Bastille'in Fırtınası ve Kraliyet Gücünün Sonu
Haftalarca süren tartışmalarla körüklenen ve hızla yükselen tahıl fiyatları nedeniyle öfkeli olan heyecanlı kalabalıklar sadece kutlama yapmaktan daha fazlasını yaptı: 30 Haziran'da 4000 kişilik bir kalabalık, inatçı askerleri hapishanelerinden kurtardı. Popüler fikirlerin benzer görüntüleri, bölgeye daha fazla asker getiren taç tarafından eşleştirildi. Ulusal Meclis'in takviyeyi durdurma itirazları reddedildi. Gerçekten de, 11 Temmuz'da Necker görevden alındı ve hükümeti yönetmek için daha fazla dövüşçü adam geldi. Bunu halka açık bir ayaklanma izledi.

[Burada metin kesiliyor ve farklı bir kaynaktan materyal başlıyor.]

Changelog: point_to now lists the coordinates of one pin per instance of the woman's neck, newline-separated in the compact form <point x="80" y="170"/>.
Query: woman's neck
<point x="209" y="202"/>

Paris sokaklarında, taç ve insanlar arasında başka bir irade savaşının başladığı ve bunun fiziksel bir çatışmaya dönüşebileceği duygusu vardı.
Tuileries bahçelerinde gösteri yapan bir kalabalığa, bölgeyi temizleme emri veren süvari saldırısı yapıldığında, askeri eylemin uzun süredir devam eden tahminleri gerçekleşiyor gibiydi. Paris nüfusu yanıt olarak kendini silahlandırmaya başladı ve paralı kapılara saldırarak misilleme yaptı. Ertesi sabah kalabalıklar kolların peşinden gitti ama depolanmış tahıl yığınları da buldular; yağma ciddi bir şekilde başladı. 14 Temmuz'da Invalides askeri hastanesine saldırdılar ve top buldular. Bu sürekli büyüyen başarı, kalabalığı Bastilleorada depolanan barut arayışında, eski rejimin büyük hapishane kalesi ve baskın sembolü. İlk başta, Bastille teslim olmayı reddetti ve savaşta insanlar öldürüldü, ancak isyancı askerler Invalides'ten topla geldi ve Bastille'i göndermeye zorladı. Büyük kale yağmalandı ve yağmalandı, sorumlu adam linç edildi.
Bastille'in fırtınası, krala, bazıları zaten kaçmış olan askerlerine güvenemeyeceğini gösterdi. Kraliyet iktidarını güçlendirmenin hiçbir yolu yoktu ve kabul etti, Paris'teki birimlere kavga etmeye çalışmak yerine çekilmelerini emretti. Kraliyet iktidarı sona ermişti ve egemenlik Ulusal Meclise geçmişti. Devrimin geleceği için, Paris halkı şimdi kendilerini Ulusal Meclis'in kurtarıcıları ve savunucuları olarak gördü. Onlar devrimin koruyucularıydı.